Mo Pu-Chun, Hsu Hsiu-Yun, Lin Cheng-Feng, Cheng Yu-Shiuan, Tu I-Te, Kuo Li-Chieh, Su Fong-Chin
Department of Biomedical Engineering, College of Engineering, National Cheng Kung University, Tainan, Taiwan.
Department of Physical Medicine and Rehabilitation, National Cheng Kung University Hospital, College of Medicine, National Cheng Kung University, Tainan, Taiwan.
Front Bioeng Biotechnol. 2024 Feb 29;12:1351485. doi: 10.3389/fbioe.2024.1351485. eCollection 2024.
Diabetes mellitus and chronic kidney disease represent escalating global epidemics with comorbidities akin to neuropathies, resulting in various neuromuscular symptoms that impede daily performance. Interestingly, previous studies indicated differing sensorimotor functions within these conditions. If assessing sensorimotor features can effectively distinguish between diabetes mellitus and chronic kidney disease, it could serve as a valuable and non-invasive indicator for early detection, swift screening, and ongoing monitoring, aiding in the differentiation between these diseases. This study classified diverse diagnoses based on motor performance using a novel pinch-holding-up-activity test and machine learning models based on deep learning. Dataset from 271 participants, encompassing 3263 hand samples across three cohorts (healthy adults, diabetes mellitus, and chronic kidney disease), formed the basis of analysis. Leveraging convolutional neural networks, three deep learning models were employed to classify healthy adults, diabetes mellitus, and chronic kidney disease based on pinch-holding-up-activity data. Notably, the testing set displayed accuracies of 95.3% and 89.8% for the intra- and inter-participant comparisons, respectively. The weighted F1 scores for these conditions reached 0.897 and 0.953, respectively. The study findings underscore the adeptness of the dilation convolutional neural networks model in distinguishing sensorimotor performance among individuals with diabetes mellitus, chronic kidney disease, and healthy adults. These outcomes suggest discernible differences in sensorimotor performance across the diabetes mellitus, chronic kidney disease, and healthy cohorts, pointing towards the potential of rapid screening based on these parameters as an innovative clinical approach.

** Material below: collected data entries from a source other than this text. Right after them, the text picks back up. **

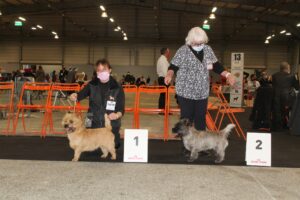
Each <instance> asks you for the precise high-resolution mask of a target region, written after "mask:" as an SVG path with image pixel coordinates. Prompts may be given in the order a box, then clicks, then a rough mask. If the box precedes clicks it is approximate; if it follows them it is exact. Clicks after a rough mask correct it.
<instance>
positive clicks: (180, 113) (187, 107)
mask: <svg viewBox="0 0 300 200" xmlns="http://www.w3.org/2000/svg"><path fill="white" fill-rule="evenodd" d="M177 99H178V102H179V106H180V118H181V119H183V118H187V119H189V120H190V121H191V122H192V123H194V127H195V129H197V130H199V131H202V130H206V120H205V119H206V111H207V102H208V99H201V100H192V99H186V98H183V97H181V96H177Z"/></svg>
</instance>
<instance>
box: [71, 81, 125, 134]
mask: <svg viewBox="0 0 300 200" xmlns="http://www.w3.org/2000/svg"><path fill="white" fill-rule="evenodd" d="M86 97H89V110H88V114H87V117H88V118H89V119H91V120H92V126H91V128H100V127H103V126H104V114H105V113H107V114H110V113H112V112H116V113H117V112H121V113H122V115H123V114H124V110H125V95H124V91H123V88H122V86H121V85H120V84H118V83H117V81H116V80H115V79H114V78H113V77H110V79H109V81H108V83H105V84H103V83H101V82H100V80H99V79H98V78H94V79H93V80H92V81H90V82H89V83H88V84H87V85H86V86H85V87H84V88H83V89H82V90H81V91H80V92H79V93H78V97H77V99H78V101H81V100H82V99H84V98H86ZM107 100H113V101H116V106H115V111H110V110H106V103H107ZM112 126H121V120H120V119H118V120H114V121H112Z"/></svg>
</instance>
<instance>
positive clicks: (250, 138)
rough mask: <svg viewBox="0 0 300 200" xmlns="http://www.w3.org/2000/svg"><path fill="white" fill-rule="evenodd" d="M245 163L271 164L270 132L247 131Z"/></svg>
mask: <svg viewBox="0 0 300 200" xmlns="http://www.w3.org/2000/svg"><path fill="white" fill-rule="evenodd" d="M246 162H247V165H256V166H271V134H270V133H247V144H246Z"/></svg>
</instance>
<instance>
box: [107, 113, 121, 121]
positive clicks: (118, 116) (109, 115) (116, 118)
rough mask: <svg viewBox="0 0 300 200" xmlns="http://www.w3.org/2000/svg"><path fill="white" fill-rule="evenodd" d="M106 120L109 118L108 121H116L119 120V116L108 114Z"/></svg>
mask: <svg viewBox="0 0 300 200" xmlns="http://www.w3.org/2000/svg"><path fill="white" fill-rule="evenodd" d="M108 118H109V119H110V120H116V119H119V118H120V115H119V114H118V113H110V114H109V115H108Z"/></svg>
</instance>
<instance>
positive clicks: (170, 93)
mask: <svg viewBox="0 0 300 200" xmlns="http://www.w3.org/2000/svg"><path fill="white" fill-rule="evenodd" d="M171 94H175V87H174V86H170V87H169V88H168V104H167V109H168V113H179V112H180V109H179V108H171V107H170V105H171V100H170V99H171V98H170V97H171ZM210 107H211V104H210V103H209V105H208V109H209V108H210ZM205 118H206V126H207V128H208V129H210V130H217V128H216V125H215V123H214V121H213V119H212V117H211V115H210V113H209V112H208V111H207V112H206V117H205ZM168 125H169V123H168ZM168 130H169V129H168Z"/></svg>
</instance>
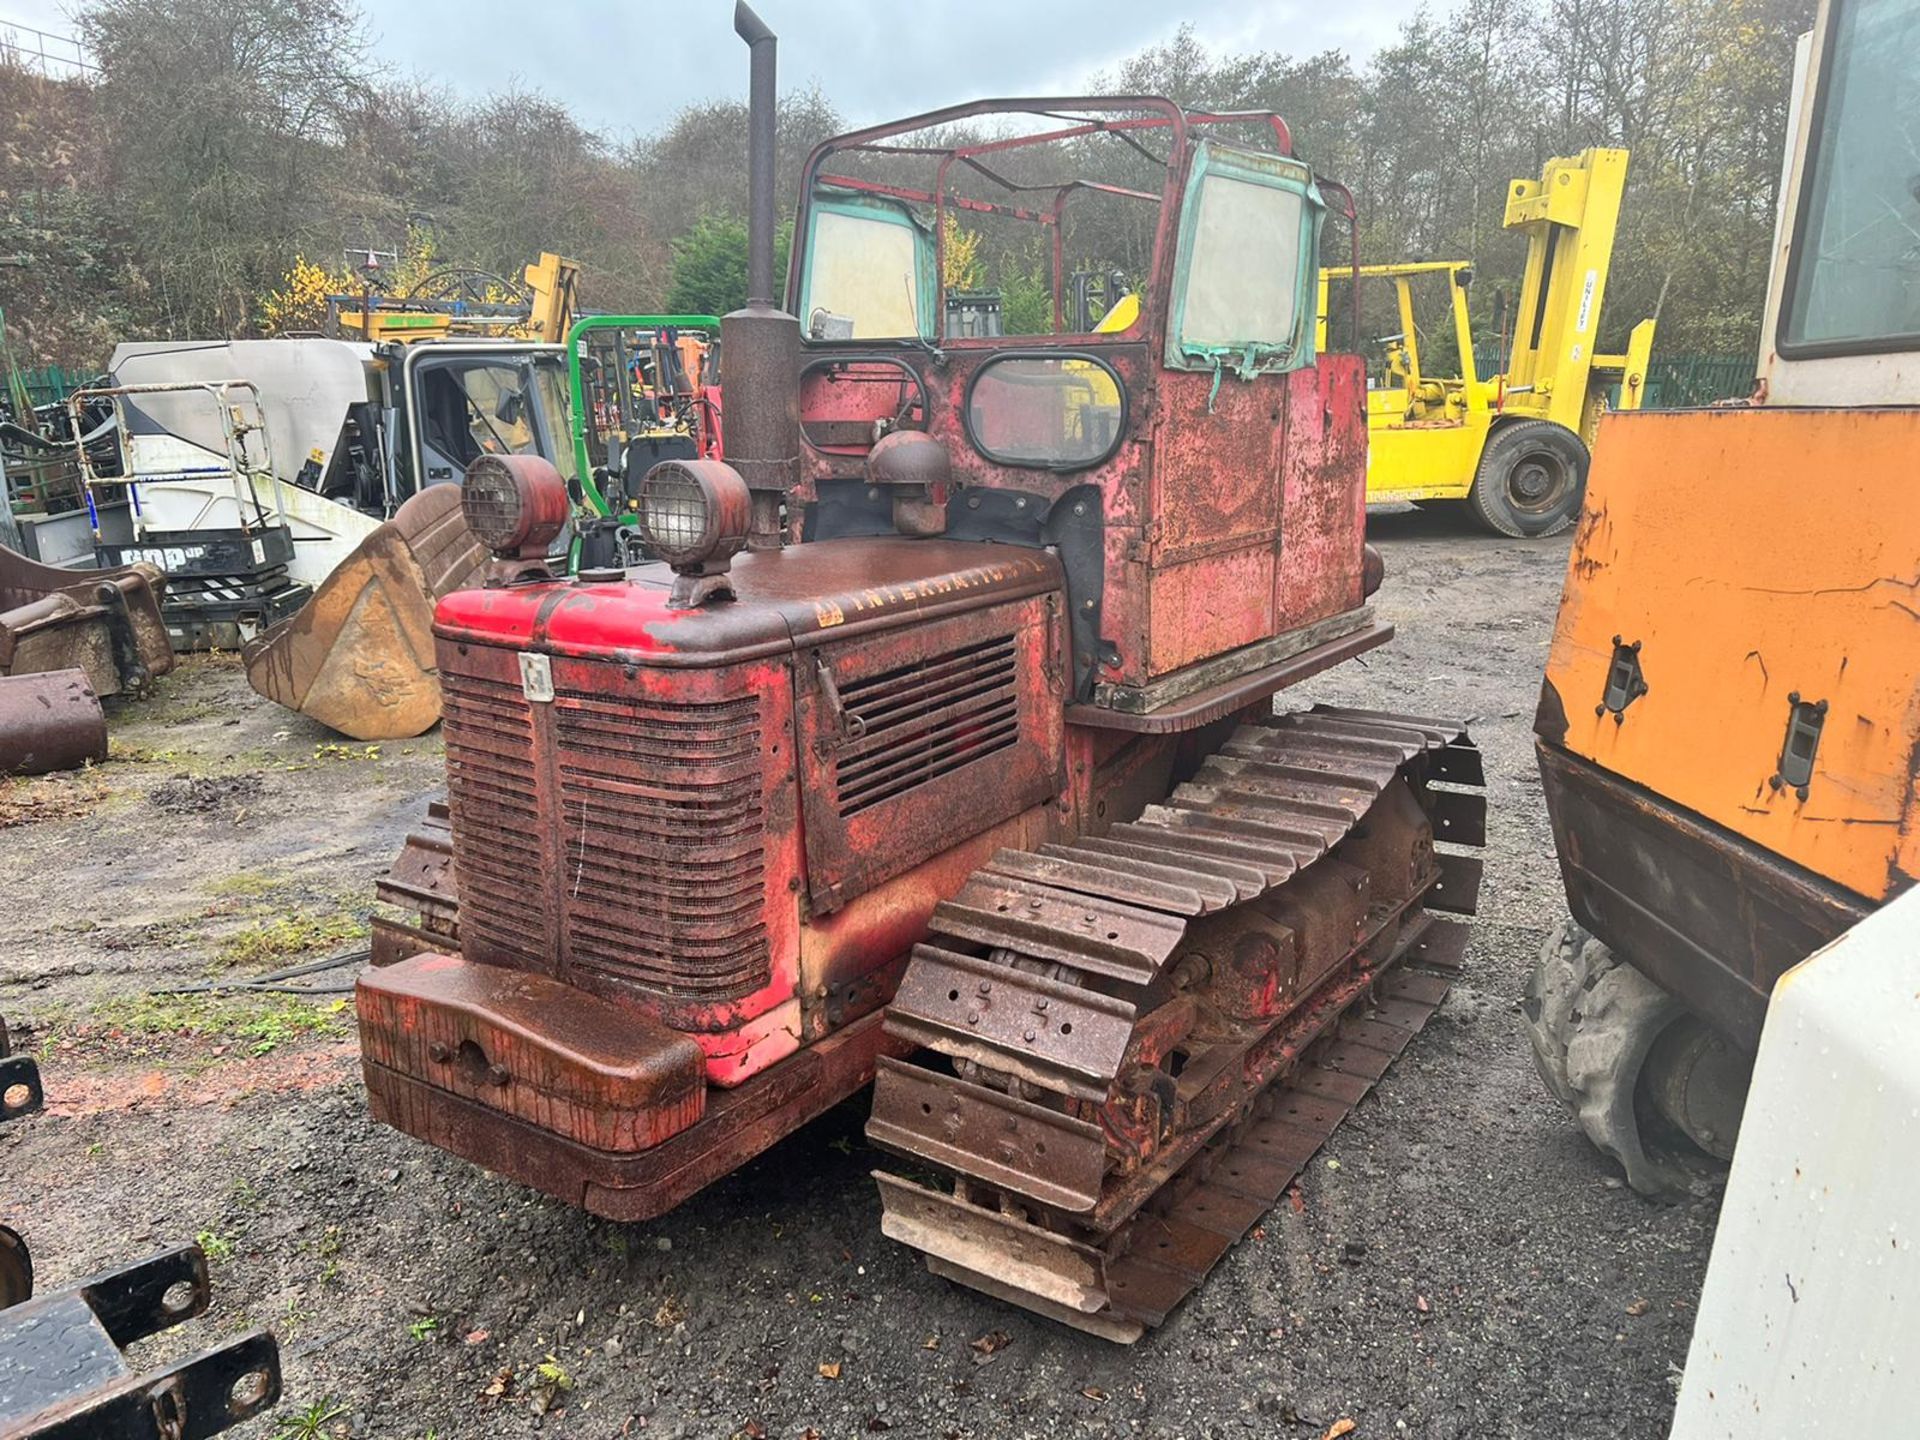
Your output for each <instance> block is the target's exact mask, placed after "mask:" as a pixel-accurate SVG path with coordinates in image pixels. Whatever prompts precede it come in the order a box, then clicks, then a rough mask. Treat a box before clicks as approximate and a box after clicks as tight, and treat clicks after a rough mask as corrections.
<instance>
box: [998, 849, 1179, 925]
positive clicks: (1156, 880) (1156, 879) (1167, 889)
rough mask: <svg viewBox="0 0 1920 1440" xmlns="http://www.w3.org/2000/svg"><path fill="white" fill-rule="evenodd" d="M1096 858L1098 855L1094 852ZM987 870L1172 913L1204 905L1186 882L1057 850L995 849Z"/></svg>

糖尿病和慢性肾病在全球范围内呈不断上升的流行趋势,常伴有神经病变等合并症,导致各种神经肌肉症状,影响日常活动。有趣的是,先前的研究表明在这些病症中感觉运动功能存在差异。如果评估感觉运动特征能够有效区分糖尿病和慢性肾病,那么它可作为早期检测、快速筛查和持续监测的有价值的非侵入性指标,有助于区分这两种疾病。本研究使用一种新颖的捏举活动测试和基于深度学习的机器学习模型,根据运动表现对不同诊断进行分类。来自271名参与者的数据集,包括三个队列(健康成年人、糖尿病患者和慢性肾病患者)的3263份手部样本,构成了分析的基础。利用卷积神经网络,采用三种深度学习模型根据捏举活动数据对健康成年人、糖尿病患者和慢性肾病患者进行分类。值得注意的是,测试集在参与者内部和参与者之间比较的准确率分别为95.3%和89.8%。这些病症的加权F1分数分别达到0.897和0.953。研究结果强调了扩张卷积神经网络模型在区分糖尿病患者、慢性肾病患者和健康成年人的感觉运动表现方面的能力。这些结果表明,糖尿病、慢性肾病和健康队列之间的感觉运动表现存在明显差异,表明基于这些参数进行快速筛查作为一种创新临床方法具有潜力。